Anyway. Moving from the ridiculous to something that might actually affect our lives, it is time to talk about the bill that would take Detroit’s current, nine-member City Council, all of whom are now elected citywide, and instead elect them all by separate districts.
I have been arguing for years that the way in which council members are elected doesn’t work and has to be changed. Voters can’t possibly learn enough about the qualifications of a huge pool of council candidates to make nine intelligent choices. So they naturally end up re-electing incumbents or familiar names, even if they are familiar for screwing up.
What that has meant is that last year, for example, Alonzo Bates, best known for disgracing the old Detroit school board, got elected. So did Barbara-Rose Collins, whose main claim to fame is that she was the biggest failure as a U.S. representative that Detroit can remember. Kay Everett, who often wears funny hats and spouts gibberish, keeps getting re-elected.
Meanwhile, intelligent, principled, class acts such as Felix Sharpe, Hansen Clarke and Ted Wallace have been defeated, mostly because, while respected, they aren’t known citywide.
Now, voters have a chance to change that, if they vote yes on this bill, which will be on the Aug. 6 primary ballot.
So is this bill a good thing? Should it be passed?
Not on your life.
Whatever is wrong with the present system would be made worse by this bill — and the process by which it came to be on the ballot stinks. The citizens of Detroit and their elected representatives had nothing to do with it. The state Legislature arrogantly rammed this bill onto the primary ballot in an improper and unnecessary usurpation of power.
Council President Maryann Mahaffey, who has more smarts and integrity than the entire Legislature on steroids, notes that the bill was so hurriedly and sloppily put together that it contains fatal flaws. It fails, for example, to indicate how a council president would be chosen.
What it does do is give the mayor vast new powers. The mayor would control drawing of the boundaries for the new districts, with no apparent oversight. The mayor would be the only elected official who represented all the voters. Everyone else could be easily marginalized or bought off.
The fact is, council does need district representation. But it needs some at-large members too, to see the whole picture.
Sharon McPhail says the beauty of the at-large system is that if one council member doesn’t take up your cause, there are eight more to try. That’s true. But it also means you’re out of luck if nobody sees any citywide political benefit from helping you with your little problem. My suggestion: Elect council members from five districts of roughly 200,000 people each, plus four at-large members. That might work to make sure that everybody was represented — including the citywide vision.
For now, voters should agree to turn thumbs down on Lansing’s fishy initiative. But council should be pledging to give the people a reasonable alternative to vote on at the next election. Then we might get somewhere.

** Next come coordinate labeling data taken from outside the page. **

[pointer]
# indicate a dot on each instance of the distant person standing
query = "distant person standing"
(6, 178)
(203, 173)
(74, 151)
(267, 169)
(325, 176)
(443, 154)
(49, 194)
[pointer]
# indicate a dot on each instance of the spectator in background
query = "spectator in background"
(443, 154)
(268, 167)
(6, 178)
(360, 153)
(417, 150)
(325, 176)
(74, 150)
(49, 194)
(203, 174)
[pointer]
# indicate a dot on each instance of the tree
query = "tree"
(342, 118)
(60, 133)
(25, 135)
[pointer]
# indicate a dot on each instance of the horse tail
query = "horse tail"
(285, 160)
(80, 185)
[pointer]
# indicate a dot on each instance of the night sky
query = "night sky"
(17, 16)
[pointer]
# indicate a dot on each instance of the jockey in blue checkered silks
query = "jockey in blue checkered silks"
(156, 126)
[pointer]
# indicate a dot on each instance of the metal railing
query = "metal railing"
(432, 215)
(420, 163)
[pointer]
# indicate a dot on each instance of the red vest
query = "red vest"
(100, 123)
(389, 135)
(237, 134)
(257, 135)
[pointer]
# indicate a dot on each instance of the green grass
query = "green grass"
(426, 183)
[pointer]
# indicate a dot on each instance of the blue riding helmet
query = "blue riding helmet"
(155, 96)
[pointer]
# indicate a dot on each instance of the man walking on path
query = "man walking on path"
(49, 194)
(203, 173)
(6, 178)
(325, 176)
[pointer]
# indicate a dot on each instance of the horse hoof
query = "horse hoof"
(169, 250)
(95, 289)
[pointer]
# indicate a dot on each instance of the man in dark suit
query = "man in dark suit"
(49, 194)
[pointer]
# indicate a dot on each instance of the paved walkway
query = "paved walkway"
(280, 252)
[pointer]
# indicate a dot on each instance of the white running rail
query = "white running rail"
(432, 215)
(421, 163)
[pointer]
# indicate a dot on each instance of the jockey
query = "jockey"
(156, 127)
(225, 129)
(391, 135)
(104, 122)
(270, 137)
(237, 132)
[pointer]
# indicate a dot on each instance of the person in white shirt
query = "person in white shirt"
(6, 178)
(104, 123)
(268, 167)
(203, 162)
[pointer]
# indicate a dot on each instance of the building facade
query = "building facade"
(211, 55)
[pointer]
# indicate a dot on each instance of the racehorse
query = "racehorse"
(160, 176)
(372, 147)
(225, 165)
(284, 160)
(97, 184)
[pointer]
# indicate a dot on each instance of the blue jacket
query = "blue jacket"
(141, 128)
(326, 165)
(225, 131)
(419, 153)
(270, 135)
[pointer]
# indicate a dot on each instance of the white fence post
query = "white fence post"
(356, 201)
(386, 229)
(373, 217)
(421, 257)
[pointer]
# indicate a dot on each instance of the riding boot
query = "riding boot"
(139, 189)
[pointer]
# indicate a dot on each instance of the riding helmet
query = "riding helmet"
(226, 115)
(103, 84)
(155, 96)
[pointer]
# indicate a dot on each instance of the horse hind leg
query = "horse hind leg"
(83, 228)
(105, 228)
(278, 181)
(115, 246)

Incidentally, for various reasons, Kwame Kilpatrick’s own high-handedness among them, council is virtually united against him. Each side needs to take a deep breath, and the mayor needs to offer an olive branch.

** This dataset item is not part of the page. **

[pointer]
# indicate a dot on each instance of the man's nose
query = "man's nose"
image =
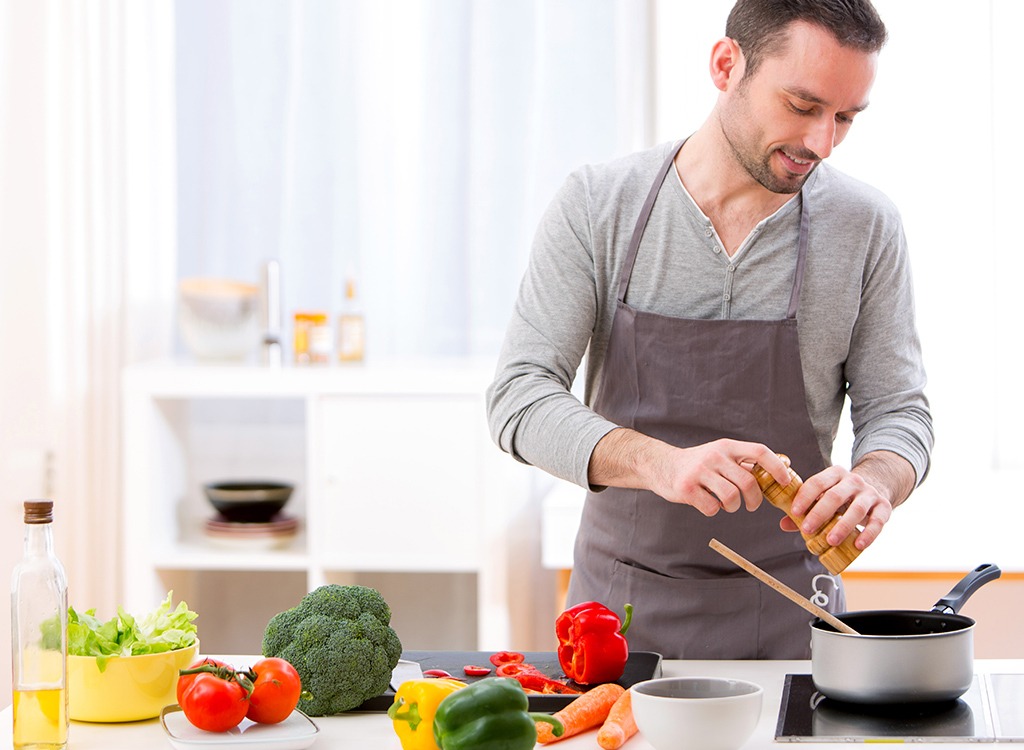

Coda: Bill Dufty, best known as Billie Holiday’s alter ego and author of Lady Sings the Blues, died in his home in Birmingham last Friday after an amazing life that included a career as an early UAW activist, another as an investigative reporter, marriage to Gloria Swanson (!) and being a leader of the macrobiotic food revolution. Two weeks before he died, he asked me what I thought of the fawning, uncritical coverage the media was giving the Shrub’s imaginary war. “God! Aren’t there any real journalists any more?” he asked me. There is one fewer now.